Library Construction and NGS of patient samples
Library preparation for DNA extracted from the pellet was performed using the Illumina DNA Prep Library Kit (Illumina, USA), following the manufacturer’s instructions. After DNA augmentation, polymerase chain reaction amplification was conducted under the following conditions: top lid set to 100 °C; initial denaturation at 68 °C for 3 min, followed by 98 °C for 3 min; then 15 cycles of denaturation at 98 °C for 45 s, annealing at 62 °C for 30 s, and extension at 68 °C for 2 min; final extension at 68 °C for 1 min, and storage at 10 °C indefinitely. After amplification, the reaction was purified using Sample Purification Beads, and the product was eluted with 21 µL of Resuspension Buffer (Illumina, USA). A 20 µL aliquot of the supernatant was transferred to a new Lobind Eppendorf tube and stored at − 20 °C for future use.

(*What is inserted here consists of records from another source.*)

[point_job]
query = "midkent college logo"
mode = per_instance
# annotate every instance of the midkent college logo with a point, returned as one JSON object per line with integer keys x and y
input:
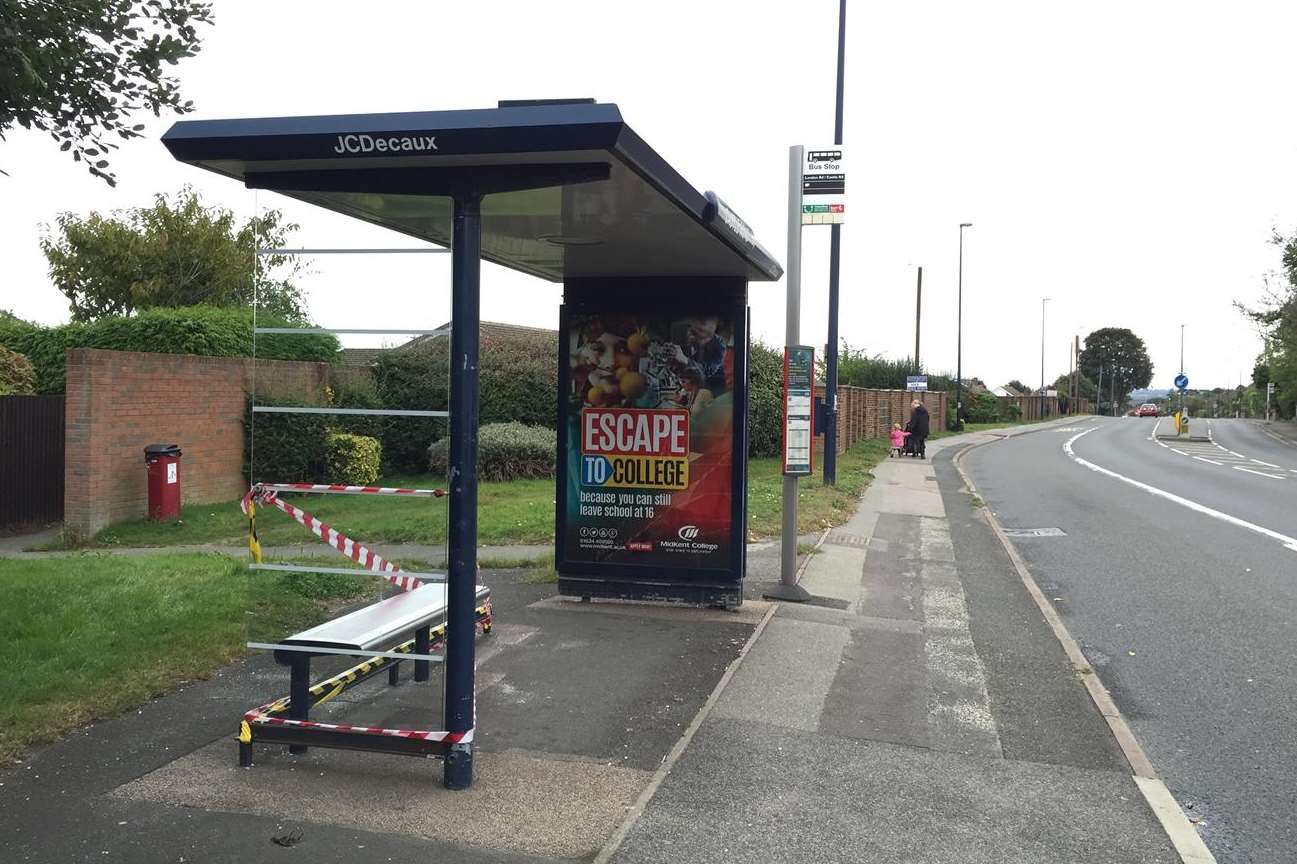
{"x": 385, "y": 144}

The prepared libraries were sent to a service provider for sequencing on the Illumina NovaSeq platform, aiming for a minimum of 20 million reads per sample at a read length of 150 base pairs. For cfDNA extracted from plasma, NGS library preparation was carried out using the xGen™ ssDNA & Low-Input DNA Library Preparation Kit (Integrated DNA Technologies, USA), according to the manufacturer’s protocol.
Bioinformatics Pipeline and Results Interpretation
Sequencing reads were processed using fastp v0.23.2 [18], which removed adapter sequences and trimmed low-quality bases (quality score < Q30). Host-derived reads were identified and removed by mapping to the human genome (GRCh38) using the bwa-mem algorithm in bwa v0.7.17 [19]. The remaining reads were subsequently aligned to a microbial reference database using bwa v0.7.17. This database comprised approximately 1400 representative genomes of microorganisms, including bacteria, viruses, fungi, protozoa, and other multicellular eukaryotic pathogens, curated from the NCBI Nucleotide and Genome databases. The software identifies microorganisms based on the fold-change of microbial composition (microbial reads_%) over a no-template control (NTC).

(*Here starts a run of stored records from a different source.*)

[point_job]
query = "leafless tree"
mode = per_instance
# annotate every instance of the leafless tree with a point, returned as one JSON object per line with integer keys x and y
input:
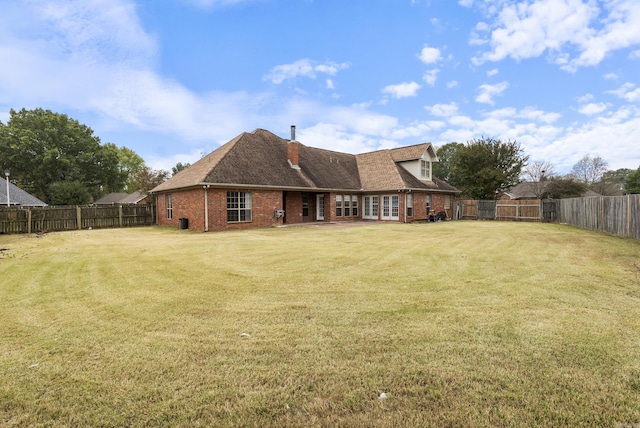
{"x": 589, "y": 169}
{"x": 536, "y": 174}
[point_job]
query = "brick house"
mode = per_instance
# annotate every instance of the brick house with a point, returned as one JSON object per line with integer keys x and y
{"x": 259, "y": 180}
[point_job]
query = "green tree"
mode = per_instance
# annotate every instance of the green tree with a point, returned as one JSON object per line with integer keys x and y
{"x": 41, "y": 148}
{"x": 179, "y": 167}
{"x": 484, "y": 167}
{"x": 147, "y": 178}
{"x": 130, "y": 165}
{"x": 68, "y": 193}
{"x": 632, "y": 185}
{"x": 446, "y": 154}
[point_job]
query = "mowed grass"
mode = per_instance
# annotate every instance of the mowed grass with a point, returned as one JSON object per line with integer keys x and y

Optimization of Read-Length of Analysis
Given the critical importance of turn-around time in pathogen detection workflows, we assessed the microorganism classification performance across different sequencing read lengths for eight known positive samples. As detailed in OSM Table S2, sequencing analysis was conducted for gDNA mNGS using read lengths of 150 bp, 120 bp, and 100 bp, both with and without host depletion filtration. To ensure sample comparability, the read counts were normalized to reads per million (RPM) of quality-controlled reads.

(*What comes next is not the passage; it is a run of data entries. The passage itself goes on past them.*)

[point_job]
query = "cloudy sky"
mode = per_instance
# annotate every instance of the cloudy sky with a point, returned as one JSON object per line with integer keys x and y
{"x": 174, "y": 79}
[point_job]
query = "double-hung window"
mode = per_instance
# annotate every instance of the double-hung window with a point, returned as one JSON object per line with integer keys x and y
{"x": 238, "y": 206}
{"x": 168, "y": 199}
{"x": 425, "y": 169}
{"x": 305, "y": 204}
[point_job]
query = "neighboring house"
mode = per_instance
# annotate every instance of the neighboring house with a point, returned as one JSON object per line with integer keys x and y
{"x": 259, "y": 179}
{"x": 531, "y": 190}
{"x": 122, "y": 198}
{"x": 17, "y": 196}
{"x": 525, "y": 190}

The results demonstrated high concordance across all read lengths for the eight samples. Notably, shorter read lengths (100 bp) did not increase the risk of “drop-outs” compared to longer reads. Therefore, using 100 bp reads, offering improved efficiency without compromising accuracy, was selected as the optimal approach for this study.
Results
Analytical Performance of Host Depletion and Microbial Passing Efficiency of the Novel ZISC-Based Filter
Using up to 13 mL of whole blood resulted in > 99% reduction of host cells, as shown in Fig. 2a. The novel ZISC-based filtration achieved consistent reductions of up to 6-log for blood volumes of 3 mL, 5 mL, and 8 mL. However, at volumes ≥ 10 mL, white blood cell binding saturation became evident. Given that the genome size of a human white blood cell is approximately 1000 times larger than that of a bacterium, even minimal residual human cells can still influence DNA sequencing outcomes. Enumeration of bacterial and viral particles spiked into whole blood, both pre- and post-ZISC-based filtration, confirmed that these particles passed through the filter unobstructed (Fig. 2b).
Fig. 2.
A Comparison of host depletion efficiency using the novel Zwitterionic Interface Ultra-Self-assemble Coating (ZISC)-based filter across different whole blood volumes. White blood cell counts before and after Devin filtration are denoted as I (input) and O (output). N.D. (not detected) indicates that white blood cells were below the detection limit after filtration. B Evaluation of microbial passing efficiency through the novel ZISC-based filter using whole blood samples spiked with (i) Escherichia coli, Klebsiella pneumoniae, Staphylococcus aureus, and (ii) feline coronavirus. C Comparison of performance and processing time of the novel ZISC-based filtration with other host depletion methods. D Microbial targets in molecular biology grade water or blood samples spiked with D6331 at 102 or 104 Genome Equivalents/sample, with or without the novel ZISC-based filtration. W/o filter without filter
Comparison of the Novel ZISC-Based Host Depletion with Other Host-Depletion Procedures
The results demonstrated the novel ZISC-based filtration was the most effective method for enriching microbial reads by reducing human reads, regardless of the NGS platform used for DNA sequencing (Fig. 2c). Notably, the ZISC-based filtration was also the fastest and most operationally straightforward method. Quantitative polymerase chain reaction analysis further confirmed a significant reduction in host DNA, with Ct values decreasing from 28.5 pre-extraction to 33.4 post-filtration. In contrast, Ct values for I. halotolerans and H. halotolerans remained unchanged. In contrast, differential lysis and methylated-DNA removal methods, while effectively reducing host DNA, also resulted in the loss of microbial targets. Additionally, these alternative methods were significantly more time-consuming and labor-intensive than the novel ZISC-based filtration procedure.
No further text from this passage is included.